The GSMA states that by 2025, there will be more than 400 million 5G connections in Asia Pacific, just over 14% of total mobile connections. The figure will be higher (67% on average) in developed Asia Pacific nations like Australia, Japan, Singapore, and South Korea. Progress, therefore, will be considerable, but not a landslide.

Playing a vital role

It’s clear that MVAS have a vital role to play in the digital economy, in South Asia and indeed across the globe. Services like mobile money, OTT, messaging, music, and gaming are already changing lives for the better the world over, for both infotainment and essential life tasks such as banking.
Enabling digital and financial inclusion, helping bridge the gender gap that still exists in so many parts of the world, and delivering essential (and non-essential) services to those who were previously unconnected are just some of the achievements that can be made with MVAS.
Duly, MVAS is expected to thrive in southeast Asia and the world at large for the foreseeable future. “We expect substantial growth as we can reach more and more people with personalized content driven by AI,” said Dijksman.

As well as benefiting consumers and helping enterprises gain new customers and enhance experiences for existing clientele, MNOs stand to gain by augmenting their business case with new revenue sources. This is particularly valuable as basic connectivity prices drop everywhere, with both cellular and satellite capacity nearing commodity-level pricing, helping MNO business plans remain viable for the foreseeable.

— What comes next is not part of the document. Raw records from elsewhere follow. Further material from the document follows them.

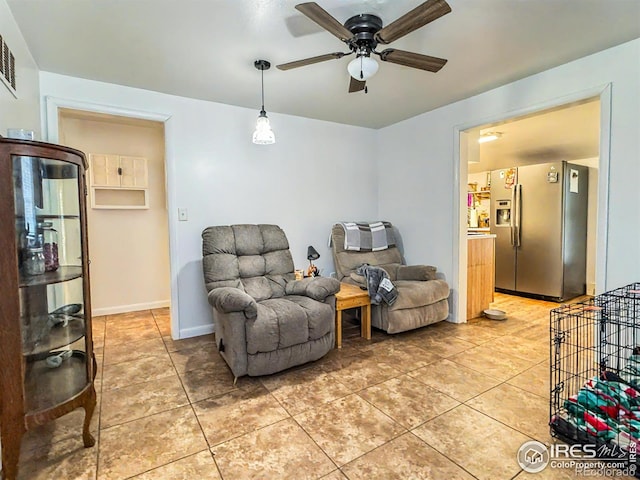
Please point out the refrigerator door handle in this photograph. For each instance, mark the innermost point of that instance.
(517, 214)
(513, 212)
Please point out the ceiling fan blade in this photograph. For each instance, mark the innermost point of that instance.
(319, 15)
(311, 61)
(356, 85)
(413, 60)
(418, 17)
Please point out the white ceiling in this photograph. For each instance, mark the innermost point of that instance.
(205, 49)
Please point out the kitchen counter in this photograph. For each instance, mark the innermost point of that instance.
(479, 230)
(480, 273)
(475, 236)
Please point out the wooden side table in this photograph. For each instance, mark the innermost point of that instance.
(352, 296)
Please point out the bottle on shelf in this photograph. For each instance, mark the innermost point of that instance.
(34, 263)
(50, 246)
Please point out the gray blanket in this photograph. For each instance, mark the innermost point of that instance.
(368, 237)
(379, 286)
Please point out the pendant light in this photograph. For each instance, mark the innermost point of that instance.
(263, 134)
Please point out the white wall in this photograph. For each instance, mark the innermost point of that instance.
(23, 112)
(418, 182)
(316, 174)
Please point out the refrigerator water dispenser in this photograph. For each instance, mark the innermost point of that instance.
(503, 213)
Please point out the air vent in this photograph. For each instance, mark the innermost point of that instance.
(7, 67)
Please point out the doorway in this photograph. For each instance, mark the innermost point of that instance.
(548, 136)
(128, 242)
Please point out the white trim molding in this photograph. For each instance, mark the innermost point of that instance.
(136, 307)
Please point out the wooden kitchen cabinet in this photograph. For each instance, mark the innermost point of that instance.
(46, 349)
(480, 273)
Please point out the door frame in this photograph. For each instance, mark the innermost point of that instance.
(51, 133)
(460, 166)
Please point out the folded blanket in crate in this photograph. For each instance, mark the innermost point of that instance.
(607, 410)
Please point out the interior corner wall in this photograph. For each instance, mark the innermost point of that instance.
(316, 173)
(426, 166)
(24, 111)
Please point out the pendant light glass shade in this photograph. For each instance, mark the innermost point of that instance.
(362, 68)
(263, 135)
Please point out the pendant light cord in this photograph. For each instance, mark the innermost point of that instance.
(262, 82)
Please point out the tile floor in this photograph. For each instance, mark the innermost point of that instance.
(443, 402)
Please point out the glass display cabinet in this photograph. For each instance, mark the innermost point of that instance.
(46, 350)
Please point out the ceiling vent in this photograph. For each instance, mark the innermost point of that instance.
(7, 67)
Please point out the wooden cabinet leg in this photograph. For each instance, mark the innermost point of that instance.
(338, 328)
(11, 440)
(89, 407)
(365, 324)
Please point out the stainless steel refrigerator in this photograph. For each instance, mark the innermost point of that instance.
(539, 217)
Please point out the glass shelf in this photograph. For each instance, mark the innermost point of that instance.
(62, 274)
(44, 337)
(47, 387)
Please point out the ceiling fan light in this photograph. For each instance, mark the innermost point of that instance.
(489, 137)
(263, 134)
(362, 68)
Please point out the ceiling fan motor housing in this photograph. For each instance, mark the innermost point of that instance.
(364, 27)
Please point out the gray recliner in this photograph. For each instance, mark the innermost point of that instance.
(422, 298)
(265, 321)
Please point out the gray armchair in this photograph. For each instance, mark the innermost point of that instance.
(265, 321)
(422, 298)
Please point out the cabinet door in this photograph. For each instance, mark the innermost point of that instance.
(134, 172)
(105, 170)
(52, 297)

“VAS providers and MNOs are well positioned to become the marketplace of choice for consumers to discover, try and enjoy content,” said Matthew. “Especially for users who are new to the world of esports, cloud gaming, VOD, they will continue to demand and expect high quality content at affordable subscription pricing. Catering to this demographic and to continue innovating will be a key component of this partnership and I truly believe this will be the cornerstone on which VAS providers and MNOs will succeed.”